Accounting
Lease Changes Add Complexity to Accounting & 2021 Audit Season
While accounting for government relief programs like the PPP and discussing material impact of the pandemic on financials and operations will be critical this year, companies should not overlook the significance of major modifications to their lease ...
Jun. 30, 2021
By Sarah O’Sullivan.
Although the COVID-19 pandemic has already introduced several challenges for accountants, the 2021 audit season is bringing new ones to the forefront.
Economic and consumer changes disrupted financials and altered business strategy, in many cases, permanently. In fact, 31% of companies reported they were reducing their overall real estate footprint as a result of the pandemic, according to our COVID-19 Lease Impact Report.
Now accounting professionals are reckoning with the impacts of these changes during the 2021 audit and financial reporting season. While accounting for government relief programs like the PPP and discussing material impact of the pandemic on financials and operations will be critical this year, companies should not overlook the significance of major modifications to their lease portfolio, new lease accounting standard compliance, and the need to optimize collaboration and communication in a remote audit environment.
Clarifying Concessions
Office space, storefronts and restaurants spent much of 2020 closed or with lower traffic. In the fall, 31% of companies said they were renegotiating leases for more favorable terms. Another 29% asked for rent concessions. Now that flurry of lease concessions and contract changes due to the pandemic need to be accurately reflected on the balance sheet. While concessions were a short-term solution, finance personnel should be reevaluating their long-term real estate and equipment leasing needs given the market change. Many companies may look to build in more flexibility to their lease arrangements or reduce their overall footprint or exposure. Others see prime opportunity to expand and take advantage of reduced rates or incentives.
No matter the path selected, accountants will need to perform a thorough review and take inventory of all leases, making sure to document and account for changes in terms and concessions. While the Financial Accounting Standards Board (FASB) issued a question-and-answer document in April 2020 aimed at reducing the burden on accounting for rent concessions, clear documentation and compliant reporting will still be essential.
Continuing Focus on Lease Compliance
The FASB’s new lease accounting guidance (Accounting Standards Codification Topic 842 Leases) has been in effect for public companies since 2019, but the impacts on both the balance sheet and audit process remain.
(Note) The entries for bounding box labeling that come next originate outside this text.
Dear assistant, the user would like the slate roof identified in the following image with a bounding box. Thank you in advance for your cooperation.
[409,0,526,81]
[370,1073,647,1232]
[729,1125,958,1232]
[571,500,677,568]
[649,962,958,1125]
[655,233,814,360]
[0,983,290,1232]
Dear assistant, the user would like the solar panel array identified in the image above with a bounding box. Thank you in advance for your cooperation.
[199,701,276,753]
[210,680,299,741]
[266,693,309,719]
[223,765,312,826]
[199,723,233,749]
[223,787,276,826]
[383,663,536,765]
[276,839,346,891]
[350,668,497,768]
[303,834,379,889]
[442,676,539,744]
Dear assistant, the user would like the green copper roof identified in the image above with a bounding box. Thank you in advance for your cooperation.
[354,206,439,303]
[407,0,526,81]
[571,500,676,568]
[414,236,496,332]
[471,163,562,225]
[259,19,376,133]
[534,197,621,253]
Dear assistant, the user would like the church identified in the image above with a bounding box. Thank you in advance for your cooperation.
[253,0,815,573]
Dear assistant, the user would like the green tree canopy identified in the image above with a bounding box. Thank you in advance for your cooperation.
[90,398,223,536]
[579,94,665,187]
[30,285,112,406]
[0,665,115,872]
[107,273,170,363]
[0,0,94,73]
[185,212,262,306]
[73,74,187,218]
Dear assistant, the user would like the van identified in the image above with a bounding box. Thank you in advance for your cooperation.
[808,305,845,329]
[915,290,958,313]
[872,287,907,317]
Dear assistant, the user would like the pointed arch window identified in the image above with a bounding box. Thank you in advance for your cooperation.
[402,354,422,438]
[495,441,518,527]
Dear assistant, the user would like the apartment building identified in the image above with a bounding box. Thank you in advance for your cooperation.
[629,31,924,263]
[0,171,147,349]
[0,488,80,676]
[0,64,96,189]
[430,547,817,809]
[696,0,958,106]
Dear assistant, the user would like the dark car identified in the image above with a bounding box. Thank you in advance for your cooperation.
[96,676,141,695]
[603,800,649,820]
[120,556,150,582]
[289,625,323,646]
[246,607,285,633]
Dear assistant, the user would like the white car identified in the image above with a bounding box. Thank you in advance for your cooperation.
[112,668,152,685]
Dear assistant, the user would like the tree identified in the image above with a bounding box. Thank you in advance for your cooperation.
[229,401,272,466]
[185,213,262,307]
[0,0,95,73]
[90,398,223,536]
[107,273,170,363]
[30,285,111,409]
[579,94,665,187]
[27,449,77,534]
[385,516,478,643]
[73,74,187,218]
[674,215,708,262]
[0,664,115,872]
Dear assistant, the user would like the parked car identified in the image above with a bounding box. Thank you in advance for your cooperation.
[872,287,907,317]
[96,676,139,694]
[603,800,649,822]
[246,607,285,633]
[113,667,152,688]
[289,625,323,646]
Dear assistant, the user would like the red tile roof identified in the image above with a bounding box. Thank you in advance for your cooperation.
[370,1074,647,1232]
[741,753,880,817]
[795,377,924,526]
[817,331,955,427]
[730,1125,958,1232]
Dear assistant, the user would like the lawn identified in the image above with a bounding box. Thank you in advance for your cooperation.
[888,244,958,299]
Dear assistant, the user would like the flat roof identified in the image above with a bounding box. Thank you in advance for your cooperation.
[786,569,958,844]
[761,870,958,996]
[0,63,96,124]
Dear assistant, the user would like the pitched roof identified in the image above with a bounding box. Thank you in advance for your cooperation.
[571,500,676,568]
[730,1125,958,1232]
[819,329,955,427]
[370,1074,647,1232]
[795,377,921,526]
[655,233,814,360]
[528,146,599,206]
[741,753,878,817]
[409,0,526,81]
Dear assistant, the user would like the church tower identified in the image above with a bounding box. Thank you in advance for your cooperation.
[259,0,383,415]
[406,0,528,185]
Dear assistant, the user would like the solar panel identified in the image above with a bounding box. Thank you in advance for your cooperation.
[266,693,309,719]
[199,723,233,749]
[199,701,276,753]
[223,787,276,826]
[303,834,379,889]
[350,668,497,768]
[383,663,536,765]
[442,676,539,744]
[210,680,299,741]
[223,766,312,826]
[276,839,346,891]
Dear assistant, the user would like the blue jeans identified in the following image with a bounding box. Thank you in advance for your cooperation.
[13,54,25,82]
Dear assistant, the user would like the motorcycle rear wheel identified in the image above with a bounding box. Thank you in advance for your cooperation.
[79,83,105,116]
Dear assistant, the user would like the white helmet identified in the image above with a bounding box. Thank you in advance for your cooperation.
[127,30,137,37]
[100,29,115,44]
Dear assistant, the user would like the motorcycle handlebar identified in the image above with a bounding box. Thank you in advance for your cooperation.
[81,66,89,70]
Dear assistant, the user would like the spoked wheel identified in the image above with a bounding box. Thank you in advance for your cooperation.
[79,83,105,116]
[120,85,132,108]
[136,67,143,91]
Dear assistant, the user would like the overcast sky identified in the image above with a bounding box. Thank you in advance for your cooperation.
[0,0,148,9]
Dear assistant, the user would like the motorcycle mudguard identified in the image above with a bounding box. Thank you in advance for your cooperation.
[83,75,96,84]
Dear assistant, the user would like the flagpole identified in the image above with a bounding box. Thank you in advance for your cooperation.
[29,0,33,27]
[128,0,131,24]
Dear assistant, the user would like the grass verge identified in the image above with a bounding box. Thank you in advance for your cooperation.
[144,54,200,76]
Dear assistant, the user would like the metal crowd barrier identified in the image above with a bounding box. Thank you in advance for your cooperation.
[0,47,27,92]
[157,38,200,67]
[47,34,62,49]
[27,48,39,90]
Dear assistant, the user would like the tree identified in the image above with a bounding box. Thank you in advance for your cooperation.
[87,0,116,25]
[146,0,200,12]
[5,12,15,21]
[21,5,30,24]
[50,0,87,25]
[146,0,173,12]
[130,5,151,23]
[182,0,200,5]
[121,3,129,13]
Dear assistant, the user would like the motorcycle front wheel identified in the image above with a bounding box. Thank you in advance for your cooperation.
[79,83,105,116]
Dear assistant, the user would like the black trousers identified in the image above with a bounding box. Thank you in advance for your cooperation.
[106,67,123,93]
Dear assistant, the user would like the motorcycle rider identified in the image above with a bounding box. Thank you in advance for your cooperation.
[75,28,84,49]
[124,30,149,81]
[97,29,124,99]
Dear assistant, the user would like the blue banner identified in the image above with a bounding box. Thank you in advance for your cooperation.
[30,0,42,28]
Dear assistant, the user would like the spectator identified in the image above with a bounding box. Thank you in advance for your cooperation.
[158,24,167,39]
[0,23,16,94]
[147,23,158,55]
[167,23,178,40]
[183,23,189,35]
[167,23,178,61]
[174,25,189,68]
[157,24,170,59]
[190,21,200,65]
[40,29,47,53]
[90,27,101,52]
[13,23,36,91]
The new standard tracks operating leases as liabilities for the first time, skyrocketing average lease liabilities on the balance sheet nearly 15x in the first year.
Auditors will feel this significant impact as well. In fact, last year, half of public companies reported that additional effort was devoted to their audit due to the lease accounting transition. It will be necessary to design new testing procedures to address risks, ensure proper adoption of the new standard as well as continued correct application and accounting in subsequent periods.
Last year, the FASB extended private companies’ compliance to January 2022, allowing them more time to prepare for the remote auditing process which requires time, resources, staffing and technology. After a reprieve in the deadline, private companies should now be full throttle ahead in planning for implementation. Accounting professionals should work closely with internal teams and auditors to begin the process now in order to ensure on-time compliance and also reduce burdens and issues during the next audit.
Working with auditors to better understand the organization’s current lease accounting processes and ASC 842 implementation plans is more critical now than in the past. In addition to the resources, tools and technology companies need to comply with the new standard, companies will also benefit from additional time to be trained and educated. Issues such as how to identify embedded leases, which can hide in contracts and cause significant issues if missed, present a crucial opportunity for coaching. Private companies can learn from the mistakes of public companies—44% said their auditor had no involvement in the transition process, which is a missed opportunity for optimization and a more streamlined audit on the other side.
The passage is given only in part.